There is a suggestion in all this that orthodontics should stop looking upon patients as transients. Muscles may not stay in a relaxed state, due to psychic or other input. We may eliminate the occlusion as a source of muscle tension or as a trigger for bruxing and clenching, but other influences may prevail in time. Occlusion is also not set in concrete. Teeth may migrate and both wear and tear and dental restorations may interfere with a previously balanced, relaxed musculature. There are probably millions of people who ought to be seeing their orthodontist on a continuing basis to monitor the occlusion and the musculature.

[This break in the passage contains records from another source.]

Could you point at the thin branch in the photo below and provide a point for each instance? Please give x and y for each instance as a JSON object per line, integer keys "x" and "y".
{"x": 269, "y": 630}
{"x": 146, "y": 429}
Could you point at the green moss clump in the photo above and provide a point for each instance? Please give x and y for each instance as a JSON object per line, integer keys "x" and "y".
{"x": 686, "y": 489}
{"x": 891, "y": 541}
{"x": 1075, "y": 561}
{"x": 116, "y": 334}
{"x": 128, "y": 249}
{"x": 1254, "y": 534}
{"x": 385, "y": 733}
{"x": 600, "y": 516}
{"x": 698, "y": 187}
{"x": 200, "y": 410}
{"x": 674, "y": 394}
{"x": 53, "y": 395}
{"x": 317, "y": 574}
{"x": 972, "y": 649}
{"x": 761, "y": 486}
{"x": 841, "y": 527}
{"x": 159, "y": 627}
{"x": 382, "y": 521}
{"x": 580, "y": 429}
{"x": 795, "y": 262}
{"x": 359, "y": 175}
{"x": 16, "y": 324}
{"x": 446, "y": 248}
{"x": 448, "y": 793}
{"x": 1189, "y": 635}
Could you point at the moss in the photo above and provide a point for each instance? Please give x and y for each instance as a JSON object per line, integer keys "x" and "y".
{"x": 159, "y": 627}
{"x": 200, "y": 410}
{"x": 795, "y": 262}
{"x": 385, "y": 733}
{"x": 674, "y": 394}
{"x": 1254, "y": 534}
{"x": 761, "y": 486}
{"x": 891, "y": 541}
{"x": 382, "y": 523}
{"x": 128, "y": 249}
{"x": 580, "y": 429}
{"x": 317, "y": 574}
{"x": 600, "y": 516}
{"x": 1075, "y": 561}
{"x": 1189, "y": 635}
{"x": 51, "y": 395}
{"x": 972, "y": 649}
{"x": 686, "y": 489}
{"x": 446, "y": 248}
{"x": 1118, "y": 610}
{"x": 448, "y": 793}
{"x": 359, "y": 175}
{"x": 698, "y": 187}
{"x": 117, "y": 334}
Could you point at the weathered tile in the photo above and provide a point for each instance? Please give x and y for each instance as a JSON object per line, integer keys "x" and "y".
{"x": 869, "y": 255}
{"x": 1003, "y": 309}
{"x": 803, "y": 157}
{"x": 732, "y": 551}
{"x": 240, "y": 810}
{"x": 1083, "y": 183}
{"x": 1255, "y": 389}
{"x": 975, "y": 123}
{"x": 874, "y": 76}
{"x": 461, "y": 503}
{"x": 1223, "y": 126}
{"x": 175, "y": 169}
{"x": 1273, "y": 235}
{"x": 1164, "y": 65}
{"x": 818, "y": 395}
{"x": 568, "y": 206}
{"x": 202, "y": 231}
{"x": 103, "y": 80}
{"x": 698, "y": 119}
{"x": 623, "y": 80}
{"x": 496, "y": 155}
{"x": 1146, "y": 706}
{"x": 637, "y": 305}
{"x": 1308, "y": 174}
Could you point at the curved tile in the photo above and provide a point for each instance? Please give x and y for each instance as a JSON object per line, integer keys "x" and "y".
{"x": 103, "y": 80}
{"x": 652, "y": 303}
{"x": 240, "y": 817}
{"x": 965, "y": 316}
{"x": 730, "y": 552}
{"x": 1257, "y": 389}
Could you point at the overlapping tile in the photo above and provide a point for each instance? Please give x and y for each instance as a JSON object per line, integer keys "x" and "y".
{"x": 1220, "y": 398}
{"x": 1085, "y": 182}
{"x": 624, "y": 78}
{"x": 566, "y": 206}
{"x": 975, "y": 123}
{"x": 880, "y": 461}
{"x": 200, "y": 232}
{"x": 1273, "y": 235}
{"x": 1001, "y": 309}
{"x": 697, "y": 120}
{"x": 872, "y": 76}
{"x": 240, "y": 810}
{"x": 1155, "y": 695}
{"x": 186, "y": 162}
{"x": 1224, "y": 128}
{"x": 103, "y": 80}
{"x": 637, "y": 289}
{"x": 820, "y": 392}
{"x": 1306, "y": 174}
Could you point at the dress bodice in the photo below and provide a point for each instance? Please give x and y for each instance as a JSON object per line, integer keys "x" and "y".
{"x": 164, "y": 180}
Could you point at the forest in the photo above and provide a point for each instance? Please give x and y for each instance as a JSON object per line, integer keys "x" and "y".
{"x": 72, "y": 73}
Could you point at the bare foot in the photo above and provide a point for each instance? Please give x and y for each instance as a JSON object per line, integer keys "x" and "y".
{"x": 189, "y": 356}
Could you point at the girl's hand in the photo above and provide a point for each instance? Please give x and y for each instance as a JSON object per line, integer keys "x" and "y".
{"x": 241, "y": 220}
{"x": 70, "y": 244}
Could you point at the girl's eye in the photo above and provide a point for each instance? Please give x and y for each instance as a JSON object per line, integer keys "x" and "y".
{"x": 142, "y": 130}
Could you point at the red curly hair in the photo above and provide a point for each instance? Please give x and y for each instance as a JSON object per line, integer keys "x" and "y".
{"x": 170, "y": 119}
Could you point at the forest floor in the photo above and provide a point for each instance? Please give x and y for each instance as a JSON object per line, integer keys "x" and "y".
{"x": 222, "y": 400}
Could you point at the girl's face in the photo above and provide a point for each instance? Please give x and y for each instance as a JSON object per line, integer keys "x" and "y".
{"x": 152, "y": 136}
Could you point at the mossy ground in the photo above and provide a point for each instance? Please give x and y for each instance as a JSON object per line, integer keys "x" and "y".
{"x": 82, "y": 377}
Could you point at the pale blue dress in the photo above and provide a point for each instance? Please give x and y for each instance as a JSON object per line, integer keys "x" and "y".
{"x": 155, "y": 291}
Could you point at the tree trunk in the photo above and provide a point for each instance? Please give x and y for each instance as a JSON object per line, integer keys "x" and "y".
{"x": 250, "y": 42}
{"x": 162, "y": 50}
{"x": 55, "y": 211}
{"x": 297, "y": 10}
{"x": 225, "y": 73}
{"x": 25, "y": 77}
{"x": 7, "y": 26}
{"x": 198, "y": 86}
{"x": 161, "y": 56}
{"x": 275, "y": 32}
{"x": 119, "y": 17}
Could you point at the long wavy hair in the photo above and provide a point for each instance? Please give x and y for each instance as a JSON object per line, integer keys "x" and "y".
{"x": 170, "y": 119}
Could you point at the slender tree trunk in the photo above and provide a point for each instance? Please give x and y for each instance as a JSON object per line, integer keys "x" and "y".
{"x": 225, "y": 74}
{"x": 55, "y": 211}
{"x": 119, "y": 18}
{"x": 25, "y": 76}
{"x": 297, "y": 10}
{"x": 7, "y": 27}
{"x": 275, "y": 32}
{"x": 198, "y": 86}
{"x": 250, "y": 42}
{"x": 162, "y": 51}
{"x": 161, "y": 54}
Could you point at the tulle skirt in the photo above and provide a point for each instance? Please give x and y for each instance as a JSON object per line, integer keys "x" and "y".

This opens a whole new concept of the role of the orthodontist. It may contribute to achieving the right correction and reduce the length and uncertainty of retention, but it also expands the orthodontist's role beyond an excellent correction of a malocclusion, and puts the orthodontist in a position of master diagnostician and therapist for muscle-related problems of the head and neck, including but beyond the occlusion.

Credit for the development of the electronic tools and the vision of three-dimensional diagnosis and treatment belongs to Dr. Bernard Jankelson, whose contributions to the field of prosthetics and now orthodontics mark him as a giant in our profession in our time. JCO is honored to present his concepts and pleased to be instrumental in reporting another significant advance in our specialty.